Margont écarquilla les yeux.
— Tu as vraiment cru que Relmyer aurait pu...
— Bien sûr.
Lefïne était capable d’évoquer les pires abominations avec une résignation fataliste tandis que Margont s’obstinait à ignorer cette facette du monde.
— Pourquoi ne m’as-tu pas parlé de cela ?
— Parce que vous auriez refusé de m’entendre. Donc, effectivement, je n’ai rien à proposer. Mais j’ai éliminé un suspect potentiel.
En dépit de son désaccord, Margont reconnaissait que Lefine avait raison sur un point : il mélangeait son histoire personnelle avec celles de Luise et de Relmyer. Il se souvenait de façon encore aiguë de ces années où il était enfermé dans l’abbaye de Saint-Guilhem-le-Désert.

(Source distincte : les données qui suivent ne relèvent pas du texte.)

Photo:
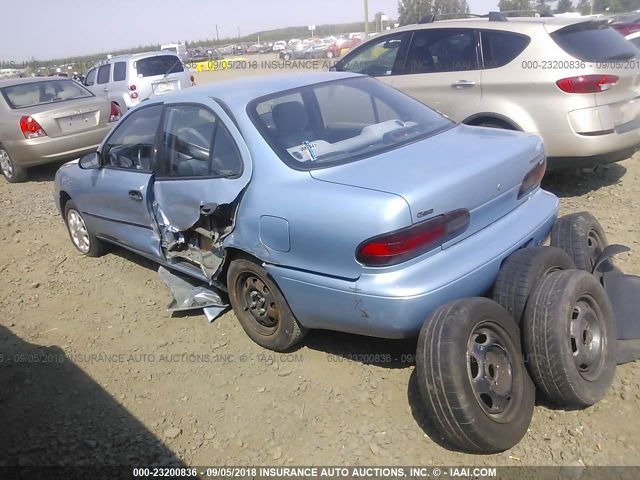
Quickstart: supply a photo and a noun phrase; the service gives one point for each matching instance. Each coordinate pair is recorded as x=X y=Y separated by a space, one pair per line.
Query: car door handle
x=135 y=195
x=463 y=84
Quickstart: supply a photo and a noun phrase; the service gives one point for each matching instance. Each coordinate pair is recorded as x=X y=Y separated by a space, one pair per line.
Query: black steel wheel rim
x=587 y=338
x=258 y=303
x=491 y=357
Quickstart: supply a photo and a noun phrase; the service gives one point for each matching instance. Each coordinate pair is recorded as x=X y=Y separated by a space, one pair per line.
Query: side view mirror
x=90 y=161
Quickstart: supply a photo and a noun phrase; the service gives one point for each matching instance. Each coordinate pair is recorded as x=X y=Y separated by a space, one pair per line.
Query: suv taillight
x=115 y=113
x=30 y=128
x=587 y=83
x=402 y=245
x=533 y=178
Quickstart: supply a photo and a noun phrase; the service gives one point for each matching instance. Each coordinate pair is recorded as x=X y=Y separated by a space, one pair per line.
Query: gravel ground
x=93 y=369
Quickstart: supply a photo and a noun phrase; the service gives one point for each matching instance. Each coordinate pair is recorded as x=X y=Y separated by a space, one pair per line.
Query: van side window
x=91 y=77
x=103 y=74
x=119 y=71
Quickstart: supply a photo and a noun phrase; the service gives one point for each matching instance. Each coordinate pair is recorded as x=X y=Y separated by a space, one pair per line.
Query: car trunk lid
x=473 y=168
x=71 y=116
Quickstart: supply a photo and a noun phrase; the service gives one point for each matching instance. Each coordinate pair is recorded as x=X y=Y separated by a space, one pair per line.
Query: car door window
x=378 y=58
x=119 y=71
x=103 y=74
x=132 y=144
x=442 y=50
x=90 y=79
x=197 y=144
x=499 y=48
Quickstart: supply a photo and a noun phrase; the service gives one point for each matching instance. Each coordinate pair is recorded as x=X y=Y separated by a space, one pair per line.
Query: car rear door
x=442 y=70
x=203 y=163
x=117 y=200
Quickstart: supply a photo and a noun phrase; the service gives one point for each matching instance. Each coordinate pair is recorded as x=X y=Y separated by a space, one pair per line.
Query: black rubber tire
x=287 y=331
x=444 y=378
x=16 y=174
x=96 y=246
x=550 y=346
x=520 y=273
x=582 y=237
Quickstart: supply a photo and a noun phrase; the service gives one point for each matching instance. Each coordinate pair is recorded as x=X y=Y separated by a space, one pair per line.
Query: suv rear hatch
x=473 y=168
x=605 y=51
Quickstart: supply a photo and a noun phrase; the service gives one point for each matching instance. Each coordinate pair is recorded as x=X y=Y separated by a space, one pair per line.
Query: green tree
x=411 y=11
x=564 y=6
x=511 y=5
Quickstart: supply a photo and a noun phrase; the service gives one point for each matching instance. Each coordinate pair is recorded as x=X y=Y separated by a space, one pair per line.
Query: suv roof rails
x=492 y=16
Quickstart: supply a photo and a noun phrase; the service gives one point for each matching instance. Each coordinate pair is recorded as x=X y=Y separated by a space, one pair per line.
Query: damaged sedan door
x=203 y=166
x=116 y=201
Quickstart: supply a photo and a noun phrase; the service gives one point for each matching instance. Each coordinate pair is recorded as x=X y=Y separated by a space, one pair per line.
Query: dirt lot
x=125 y=382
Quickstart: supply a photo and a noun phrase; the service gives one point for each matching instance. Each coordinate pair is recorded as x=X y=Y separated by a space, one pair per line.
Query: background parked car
x=129 y=79
x=562 y=78
x=49 y=120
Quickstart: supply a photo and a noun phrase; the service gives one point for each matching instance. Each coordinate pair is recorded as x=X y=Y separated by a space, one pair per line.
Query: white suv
x=573 y=81
x=128 y=80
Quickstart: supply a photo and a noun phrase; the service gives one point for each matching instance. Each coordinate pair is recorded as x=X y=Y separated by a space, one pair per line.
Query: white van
x=128 y=80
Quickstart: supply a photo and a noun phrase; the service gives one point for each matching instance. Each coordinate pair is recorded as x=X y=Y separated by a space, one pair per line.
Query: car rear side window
x=40 y=93
x=158 y=65
x=103 y=74
x=119 y=71
x=499 y=48
x=197 y=144
x=442 y=50
x=594 y=42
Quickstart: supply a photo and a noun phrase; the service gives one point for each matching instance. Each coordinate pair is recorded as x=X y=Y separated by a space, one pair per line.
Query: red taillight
x=115 y=113
x=533 y=178
x=402 y=245
x=30 y=128
x=587 y=83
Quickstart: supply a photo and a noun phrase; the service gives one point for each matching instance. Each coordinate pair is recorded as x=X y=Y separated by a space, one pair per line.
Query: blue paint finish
x=305 y=226
x=274 y=233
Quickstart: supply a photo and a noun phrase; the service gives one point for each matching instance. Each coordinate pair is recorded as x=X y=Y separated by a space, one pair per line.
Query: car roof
x=514 y=24
x=17 y=81
x=239 y=93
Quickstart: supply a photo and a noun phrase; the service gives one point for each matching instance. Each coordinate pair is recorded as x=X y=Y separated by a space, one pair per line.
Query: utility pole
x=366 y=19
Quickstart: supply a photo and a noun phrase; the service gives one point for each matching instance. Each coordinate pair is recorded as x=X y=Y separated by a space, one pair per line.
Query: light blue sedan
x=317 y=201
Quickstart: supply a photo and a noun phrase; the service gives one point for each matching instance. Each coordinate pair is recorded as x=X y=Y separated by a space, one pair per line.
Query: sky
x=45 y=29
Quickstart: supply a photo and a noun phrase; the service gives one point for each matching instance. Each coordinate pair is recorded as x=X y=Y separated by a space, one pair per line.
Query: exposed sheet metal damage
x=201 y=246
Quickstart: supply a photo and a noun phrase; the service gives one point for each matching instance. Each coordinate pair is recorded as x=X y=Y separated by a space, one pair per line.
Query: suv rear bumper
x=395 y=304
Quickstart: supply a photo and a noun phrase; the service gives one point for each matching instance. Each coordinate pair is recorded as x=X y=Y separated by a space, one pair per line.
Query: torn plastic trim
x=189 y=294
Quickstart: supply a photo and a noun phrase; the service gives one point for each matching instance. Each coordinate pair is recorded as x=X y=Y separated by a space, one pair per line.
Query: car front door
x=117 y=203
x=202 y=167
x=442 y=70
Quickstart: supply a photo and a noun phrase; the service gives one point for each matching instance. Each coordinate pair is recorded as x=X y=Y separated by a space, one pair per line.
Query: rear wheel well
x=232 y=254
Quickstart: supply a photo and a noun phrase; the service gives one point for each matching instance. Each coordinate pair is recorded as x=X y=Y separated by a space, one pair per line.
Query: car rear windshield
x=159 y=65
x=341 y=121
x=25 y=95
x=594 y=42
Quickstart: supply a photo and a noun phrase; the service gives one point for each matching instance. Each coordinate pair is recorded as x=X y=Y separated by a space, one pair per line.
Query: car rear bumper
x=38 y=151
x=395 y=304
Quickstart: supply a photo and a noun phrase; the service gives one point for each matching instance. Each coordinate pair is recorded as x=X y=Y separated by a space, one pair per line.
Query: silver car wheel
x=78 y=231
x=5 y=164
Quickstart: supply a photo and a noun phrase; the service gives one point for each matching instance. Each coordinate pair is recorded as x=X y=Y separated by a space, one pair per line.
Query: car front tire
x=84 y=241
x=261 y=308
x=12 y=172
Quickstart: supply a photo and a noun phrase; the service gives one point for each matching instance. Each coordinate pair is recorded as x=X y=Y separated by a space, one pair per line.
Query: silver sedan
x=45 y=120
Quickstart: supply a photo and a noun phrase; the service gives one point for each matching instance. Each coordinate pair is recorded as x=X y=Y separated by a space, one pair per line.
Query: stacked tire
x=550 y=327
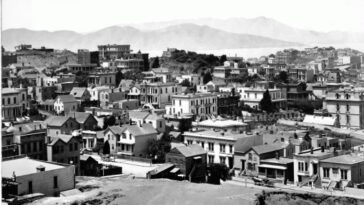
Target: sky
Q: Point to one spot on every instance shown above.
(90, 15)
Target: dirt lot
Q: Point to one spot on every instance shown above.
(126, 190)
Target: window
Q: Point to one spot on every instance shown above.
(344, 174)
(30, 187)
(222, 160)
(55, 182)
(222, 148)
(326, 172)
(211, 146)
(302, 166)
(211, 159)
(335, 170)
(34, 146)
(347, 119)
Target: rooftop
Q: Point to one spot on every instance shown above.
(77, 92)
(215, 134)
(25, 166)
(265, 148)
(67, 98)
(345, 159)
(191, 150)
(221, 123)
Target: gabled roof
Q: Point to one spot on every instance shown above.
(117, 130)
(62, 137)
(144, 129)
(56, 120)
(78, 92)
(154, 117)
(138, 115)
(242, 145)
(80, 117)
(191, 150)
(261, 149)
(67, 98)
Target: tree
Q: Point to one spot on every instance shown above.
(109, 121)
(155, 63)
(118, 77)
(222, 59)
(266, 102)
(282, 77)
(207, 77)
(186, 83)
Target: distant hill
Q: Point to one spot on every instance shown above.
(182, 36)
(265, 27)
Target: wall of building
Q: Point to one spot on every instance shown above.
(43, 181)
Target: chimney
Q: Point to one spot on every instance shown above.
(40, 168)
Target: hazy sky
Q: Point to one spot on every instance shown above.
(90, 15)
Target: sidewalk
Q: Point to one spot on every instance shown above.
(349, 192)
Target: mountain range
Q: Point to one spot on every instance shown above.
(193, 34)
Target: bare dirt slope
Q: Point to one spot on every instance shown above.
(126, 190)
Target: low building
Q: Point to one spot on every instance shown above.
(102, 78)
(190, 161)
(61, 125)
(218, 144)
(128, 104)
(24, 176)
(64, 149)
(86, 120)
(198, 104)
(14, 103)
(80, 94)
(252, 158)
(129, 140)
(222, 124)
(347, 106)
(66, 104)
(279, 169)
(342, 171)
(157, 121)
(306, 165)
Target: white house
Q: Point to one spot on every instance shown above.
(66, 104)
(199, 104)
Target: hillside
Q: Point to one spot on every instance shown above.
(265, 27)
(184, 36)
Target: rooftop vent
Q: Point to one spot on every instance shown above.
(40, 168)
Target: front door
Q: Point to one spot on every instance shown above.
(314, 166)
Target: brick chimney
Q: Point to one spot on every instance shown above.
(40, 168)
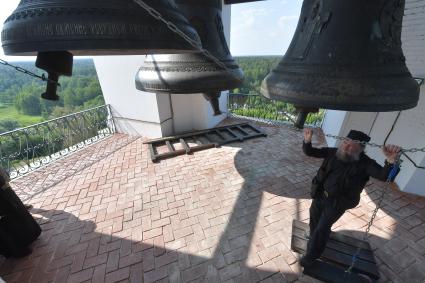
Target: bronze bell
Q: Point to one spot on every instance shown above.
(55, 64)
(94, 27)
(194, 73)
(345, 55)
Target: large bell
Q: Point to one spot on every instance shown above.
(346, 55)
(94, 27)
(194, 72)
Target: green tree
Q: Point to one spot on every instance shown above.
(28, 102)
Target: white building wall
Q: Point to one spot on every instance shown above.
(135, 112)
(409, 130)
(149, 114)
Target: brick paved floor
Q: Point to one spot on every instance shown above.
(222, 215)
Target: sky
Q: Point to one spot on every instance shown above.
(258, 28)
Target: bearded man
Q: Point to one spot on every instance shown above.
(339, 183)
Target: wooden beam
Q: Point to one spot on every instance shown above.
(229, 2)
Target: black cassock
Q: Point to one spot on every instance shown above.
(18, 229)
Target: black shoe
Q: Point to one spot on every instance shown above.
(306, 262)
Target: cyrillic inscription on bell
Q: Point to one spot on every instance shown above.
(95, 27)
(194, 72)
(346, 55)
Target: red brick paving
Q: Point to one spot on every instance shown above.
(221, 215)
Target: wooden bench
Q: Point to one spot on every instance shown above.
(337, 257)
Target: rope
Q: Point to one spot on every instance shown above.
(29, 73)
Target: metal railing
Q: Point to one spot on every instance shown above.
(27, 149)
(258, 108)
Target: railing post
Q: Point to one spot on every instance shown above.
(27, 149)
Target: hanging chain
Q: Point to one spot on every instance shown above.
(413, 150)
(154, 13)
(391, 176)
(29, 73)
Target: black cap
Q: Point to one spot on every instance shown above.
(358, 136)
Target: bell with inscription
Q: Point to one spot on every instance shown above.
(195, 72)
(345, 55)
(95, 27)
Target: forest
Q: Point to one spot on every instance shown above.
(21, 104)
(20, 95)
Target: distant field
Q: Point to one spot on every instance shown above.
(10, 113)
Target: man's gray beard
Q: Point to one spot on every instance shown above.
(344, 157)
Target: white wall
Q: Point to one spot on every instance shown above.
(149, 114)
(191, 111)
(135, 112)
(409, 130)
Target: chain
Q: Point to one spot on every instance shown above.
(391, 176)
(22, 70)
(154, 13)
(374, 144)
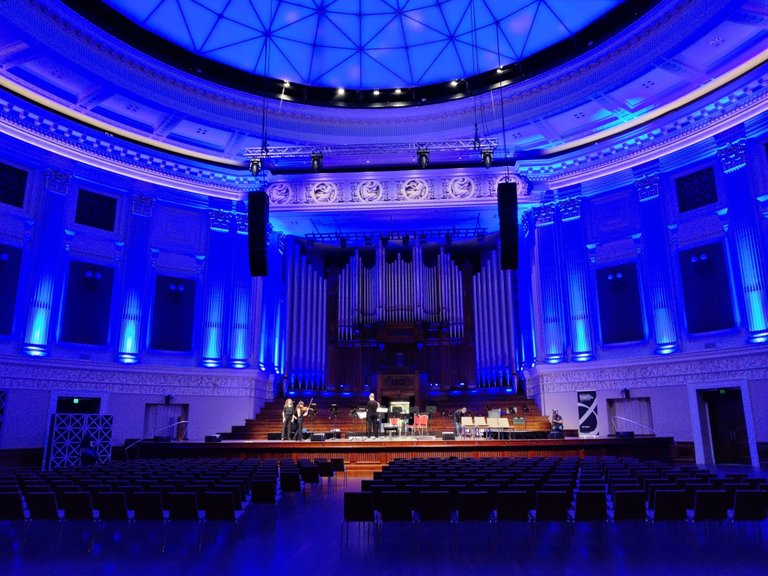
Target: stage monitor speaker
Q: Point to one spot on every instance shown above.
(506, 195)
(258, 231)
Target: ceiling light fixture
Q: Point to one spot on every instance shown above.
(317, 161)
(422, 157)
(487, 155)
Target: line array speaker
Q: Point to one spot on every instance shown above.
(258, 225)
(506, 195)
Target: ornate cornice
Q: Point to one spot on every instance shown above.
(648, 187)
(733, 155)
(45, 375)
(57, 182)
(674, 370)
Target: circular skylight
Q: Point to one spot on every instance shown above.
(365, 44)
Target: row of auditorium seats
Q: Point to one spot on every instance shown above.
(535, 489)
(169, 489)
(183, 489)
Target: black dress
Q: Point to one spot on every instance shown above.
(372, 418)
(287, 422)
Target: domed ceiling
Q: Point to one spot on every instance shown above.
(372, 44)
(172, 91)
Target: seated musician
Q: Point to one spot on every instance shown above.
(288, 418)
(557, 421)
(457, 419)
(301, 411)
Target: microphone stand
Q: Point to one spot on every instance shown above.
(132, 444)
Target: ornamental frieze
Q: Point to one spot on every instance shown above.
(678, 371)
(647, 187)
(414, 190)
(324, 193)
(523, 188)
(733, 156)
(280, 193)
(368, 191)
(460, 188)
(30, 377)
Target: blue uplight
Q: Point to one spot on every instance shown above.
(364, 45)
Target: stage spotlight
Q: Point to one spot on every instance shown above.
(487, 155)
(422, 157)
(317, 161)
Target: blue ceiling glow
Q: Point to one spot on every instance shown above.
(364, 44)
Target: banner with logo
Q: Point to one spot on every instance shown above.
(587, 402)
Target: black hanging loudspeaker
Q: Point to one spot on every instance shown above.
(258, 224)
(507, 203)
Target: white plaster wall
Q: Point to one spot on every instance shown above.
(25, 419)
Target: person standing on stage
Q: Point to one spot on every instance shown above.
(288, 417)
(372, 416)
(457, 419)
(301, 411)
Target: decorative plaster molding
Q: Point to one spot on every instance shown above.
(219, 220)
(648, 187)
(675, 370)
(414, 190)
(545, 215)
(57, 182)
(570, 209)
(460, 188)
(27, 375)
(733, 155)
(324, 193)
(280, 193)
(241, 221)
(142, 205)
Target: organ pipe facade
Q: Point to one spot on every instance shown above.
(493, 295)
(306, 321)
(400, 291)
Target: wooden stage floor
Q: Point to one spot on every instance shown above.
(383, 450)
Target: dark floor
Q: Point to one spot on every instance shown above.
(300, 535)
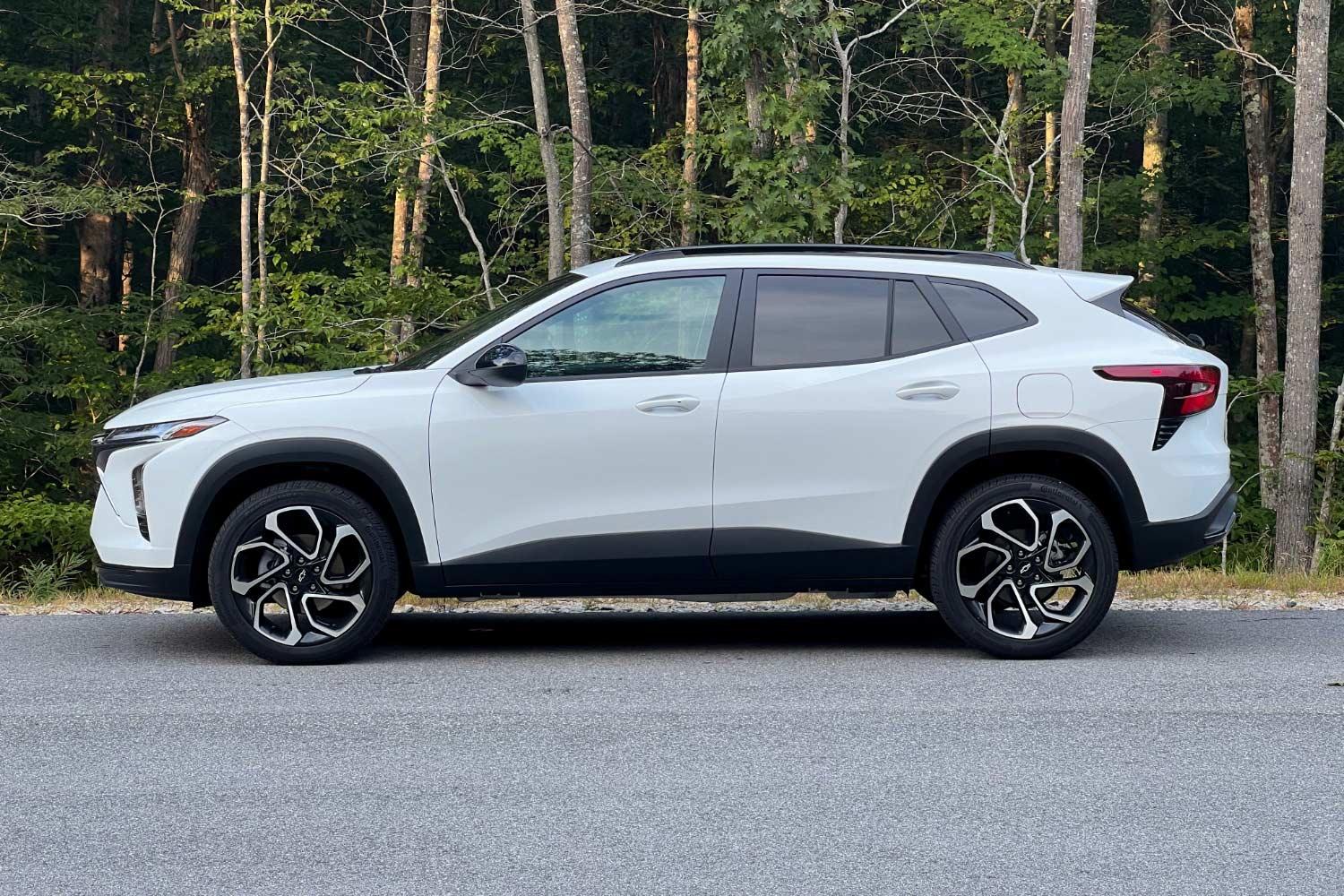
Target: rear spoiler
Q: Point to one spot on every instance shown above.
(1104, 290)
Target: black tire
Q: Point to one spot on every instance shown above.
(308, 514)
(1019, 598)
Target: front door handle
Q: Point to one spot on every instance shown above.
(930, 392)
(668, 405)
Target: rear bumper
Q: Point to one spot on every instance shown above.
(169, 582)
(1161, 543)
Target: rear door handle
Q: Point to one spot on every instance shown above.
(930, 392)
(668, 405)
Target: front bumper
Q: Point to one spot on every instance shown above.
(169, 582)
(1163, 543)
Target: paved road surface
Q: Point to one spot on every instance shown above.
(1175, 753)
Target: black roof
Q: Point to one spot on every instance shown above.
(962, 255)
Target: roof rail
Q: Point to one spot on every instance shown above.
(962, 255)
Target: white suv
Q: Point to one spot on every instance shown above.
(707, 421)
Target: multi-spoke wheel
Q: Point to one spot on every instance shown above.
(304, 573)
(1023, 565)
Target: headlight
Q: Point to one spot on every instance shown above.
(167, 432)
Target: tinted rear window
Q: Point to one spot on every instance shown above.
(1145, 320)
(978, 311)
(814, 320)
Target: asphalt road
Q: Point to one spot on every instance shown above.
(865, 753)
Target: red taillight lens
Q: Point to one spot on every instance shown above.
(1187, 389)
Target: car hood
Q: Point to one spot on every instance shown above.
(214, 398)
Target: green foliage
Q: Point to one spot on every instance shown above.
(34, 527)
(42, 581)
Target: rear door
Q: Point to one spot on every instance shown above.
(841, 392)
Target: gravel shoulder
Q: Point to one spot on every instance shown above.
(1147, 591)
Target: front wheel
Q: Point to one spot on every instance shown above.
(1023, 567)
(304, 573)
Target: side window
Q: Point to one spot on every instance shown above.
(648, 327)
(914, 327)
(978, 311)
(814, 320)
(817, 320)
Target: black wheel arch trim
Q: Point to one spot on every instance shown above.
(1023, 438)
(300, 450)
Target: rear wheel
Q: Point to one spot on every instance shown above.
(1023, 567)
(304, 573)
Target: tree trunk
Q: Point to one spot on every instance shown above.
(245, 185)
(402, 201)
(1155, 132)
(754, 90)
(1016, 101)
(581, 128)
(99, 258)
(550, 166)
(843, 129)
(101, 233)
(263, 171)
(182, 250)
(195, 183)
(1072, 121)
(693, 120)
(1292, 549)
(1051, 124)
(1322, 517)
(425, 169)
(1258, 117)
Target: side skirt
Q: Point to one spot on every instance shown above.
(731, 563)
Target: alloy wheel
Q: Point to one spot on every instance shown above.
(300, 575)
(1026, 568)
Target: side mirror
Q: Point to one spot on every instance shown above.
(499, 366)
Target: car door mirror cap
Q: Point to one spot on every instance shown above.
(502, 366)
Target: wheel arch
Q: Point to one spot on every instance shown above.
(1075, 457)
(254, 466)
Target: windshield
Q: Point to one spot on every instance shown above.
(461, 335)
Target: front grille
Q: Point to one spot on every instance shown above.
(1166, 430)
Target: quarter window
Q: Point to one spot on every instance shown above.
(650, 327)
(978, 311)
(914, 327)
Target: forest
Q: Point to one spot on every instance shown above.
(202, 190)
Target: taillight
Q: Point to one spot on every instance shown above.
(1187, 390)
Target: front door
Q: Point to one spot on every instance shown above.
(843, 390)
(599, 466)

Pire que la privation de liberté – qui avait déjà généré une souffrance extrême –, il y avait eu cette pression exercée sur lui pour l’obliger à devenir un moine, c’est-à-dire, somme toute, quelqu’un d’autre que lui-même. À l’époque, sa famille avait estimé que, ce qui comptait, c’était ce qu’elle désirait, elle, et non ce que Margont souhaitait. C’était l’une des raisons fondamentales qui avaient fait que, par la suite, il était devenu un fervent partisan de la cause républicaine. Parce que la Révolution renforçait considérablement les droits de l’individu. Exister en étant lui-même, c’était finalement tout ce qu’il demandait. N’était-ce pas aussi ce que réclamaient Luise et Relmyer ? Mais, pour ce faire, eux devaient d’abord retrouver un homme.